Europe was his literary territory. In 1950, he settled in Mallorca as a tutor to the son of writer Robert Graves, author of ‘I, Claudius’.

His editorial debut came in 1952 with ‘A Mask for Janus’, chosen by W.H. Auden for the Yale Series of Younger Poets.

In the following years, he lived in London and southern France. In 1956, he returned to the United States with a fellowship from the Poets’ Theater in Cambridge, Massachusetts.

There, he decided to dedicate himself exclusively to poetry. He published ‘Green with Beasts’ and ‘The Drunk in the Furnace’ (1960), works that foreshadow a stylistic and thematic shift. At that time, the New York Times highlighted “the rawness, humanity, and urgency” of his writing.

In the 1960s, with ‘The Moving Target’ (1963) and ‘The Lice’ (1967), open forms and metric irregularity emerged. Merwin asserted the characteristic chaining of verses and syntactic suspension that allowed him to dispense with punctuation.

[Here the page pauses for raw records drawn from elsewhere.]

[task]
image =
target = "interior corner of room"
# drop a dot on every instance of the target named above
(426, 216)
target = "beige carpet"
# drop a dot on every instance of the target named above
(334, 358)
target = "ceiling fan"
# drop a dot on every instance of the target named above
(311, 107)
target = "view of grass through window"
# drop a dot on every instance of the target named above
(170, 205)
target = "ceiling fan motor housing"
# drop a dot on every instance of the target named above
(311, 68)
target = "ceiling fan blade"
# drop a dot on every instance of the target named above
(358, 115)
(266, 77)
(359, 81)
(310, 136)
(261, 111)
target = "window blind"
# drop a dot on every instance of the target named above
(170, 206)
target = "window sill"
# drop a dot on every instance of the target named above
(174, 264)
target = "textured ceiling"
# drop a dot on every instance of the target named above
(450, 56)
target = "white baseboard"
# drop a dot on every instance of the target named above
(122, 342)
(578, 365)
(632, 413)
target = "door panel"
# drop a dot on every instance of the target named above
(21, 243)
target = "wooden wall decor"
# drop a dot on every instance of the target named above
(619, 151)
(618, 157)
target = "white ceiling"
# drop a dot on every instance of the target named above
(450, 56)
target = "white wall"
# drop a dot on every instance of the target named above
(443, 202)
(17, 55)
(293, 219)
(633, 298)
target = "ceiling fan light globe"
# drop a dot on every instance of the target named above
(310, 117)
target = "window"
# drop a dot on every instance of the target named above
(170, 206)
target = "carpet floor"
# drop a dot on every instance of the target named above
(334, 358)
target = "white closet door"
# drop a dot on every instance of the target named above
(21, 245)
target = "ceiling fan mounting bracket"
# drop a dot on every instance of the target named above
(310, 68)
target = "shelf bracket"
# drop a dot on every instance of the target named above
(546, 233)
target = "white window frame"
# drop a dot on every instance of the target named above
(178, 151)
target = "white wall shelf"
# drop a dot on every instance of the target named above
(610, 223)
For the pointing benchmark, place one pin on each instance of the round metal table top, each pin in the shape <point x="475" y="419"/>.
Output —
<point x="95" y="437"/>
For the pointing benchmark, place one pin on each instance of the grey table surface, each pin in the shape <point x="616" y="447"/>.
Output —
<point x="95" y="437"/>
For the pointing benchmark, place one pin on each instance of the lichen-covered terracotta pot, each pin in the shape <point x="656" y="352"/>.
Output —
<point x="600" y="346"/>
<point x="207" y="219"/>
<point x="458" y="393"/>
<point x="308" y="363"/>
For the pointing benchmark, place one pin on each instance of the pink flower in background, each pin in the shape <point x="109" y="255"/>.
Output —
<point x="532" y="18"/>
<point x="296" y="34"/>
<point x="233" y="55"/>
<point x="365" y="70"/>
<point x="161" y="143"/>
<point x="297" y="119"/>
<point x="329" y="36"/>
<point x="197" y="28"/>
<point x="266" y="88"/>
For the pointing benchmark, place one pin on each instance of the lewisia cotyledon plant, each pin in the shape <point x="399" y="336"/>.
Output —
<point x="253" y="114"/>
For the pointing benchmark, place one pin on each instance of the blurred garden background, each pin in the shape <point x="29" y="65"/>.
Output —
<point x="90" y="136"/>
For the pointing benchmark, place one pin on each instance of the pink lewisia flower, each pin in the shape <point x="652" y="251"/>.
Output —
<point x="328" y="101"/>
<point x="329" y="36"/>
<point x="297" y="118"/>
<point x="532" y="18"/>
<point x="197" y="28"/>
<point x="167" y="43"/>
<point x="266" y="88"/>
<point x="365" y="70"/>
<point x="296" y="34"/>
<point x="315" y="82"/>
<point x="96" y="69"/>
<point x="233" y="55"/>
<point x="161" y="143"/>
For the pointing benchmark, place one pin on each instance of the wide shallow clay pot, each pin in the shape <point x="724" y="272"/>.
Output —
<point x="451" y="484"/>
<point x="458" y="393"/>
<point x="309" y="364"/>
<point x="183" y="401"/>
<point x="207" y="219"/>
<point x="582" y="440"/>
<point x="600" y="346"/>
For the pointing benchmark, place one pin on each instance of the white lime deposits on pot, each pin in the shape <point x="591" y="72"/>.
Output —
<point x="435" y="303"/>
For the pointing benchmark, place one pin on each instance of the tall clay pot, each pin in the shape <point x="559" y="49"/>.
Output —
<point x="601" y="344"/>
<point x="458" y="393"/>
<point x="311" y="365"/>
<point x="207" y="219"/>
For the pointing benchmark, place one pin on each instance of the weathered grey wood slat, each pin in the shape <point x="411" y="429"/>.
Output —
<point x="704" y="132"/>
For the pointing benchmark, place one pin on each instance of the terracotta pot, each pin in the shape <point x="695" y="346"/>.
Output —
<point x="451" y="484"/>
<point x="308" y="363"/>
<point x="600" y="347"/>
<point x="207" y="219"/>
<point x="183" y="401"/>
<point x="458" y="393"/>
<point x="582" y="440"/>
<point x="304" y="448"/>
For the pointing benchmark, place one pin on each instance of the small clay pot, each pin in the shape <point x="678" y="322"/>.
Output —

The pinnacle was reached with ‘The Carrier of Ladders’, which earned him his first Pulitzer Prize for Poetry, the prize money of which he donated to anti-Vietnam War movements.

In 1976, he moved to Hawaii, where he lived until his death in 2019, and through his foundation, Merwin Conservancy, undertook the restoration of the tropical forest.

In later works, like ‘The Compass Flower’ (1977), ‘Opening the Hand’ (1983), and ‘The Rain and the Trees’ (1988), his poems emphasize the relationship with the natural world.

With 30 books of poetry in a bibliography of over 50 titles, including narrative, theater, and memoirs, W.S. Merwin’s career was repeatedly recognized: ‘Migration’ (2005) earned him the National Book Award, ‘Travels’ (1993) the Lenore Marshall Award, and ‘Selected Translations’ (2013), which he expanded throughout his life since 1968, won him the Harold Morton Award.

Merwin was “the poet who planted palm trees,” writes Jorge Sousa Braga, both in a real and figurative sense, in the opening of ‘Lamento por uma pedra’. He quotes the writer: “On the last day of the world/ I would like to plant a tree/ not for it to bear fruit/ […] I want the tree that stands on the earth for the first time.”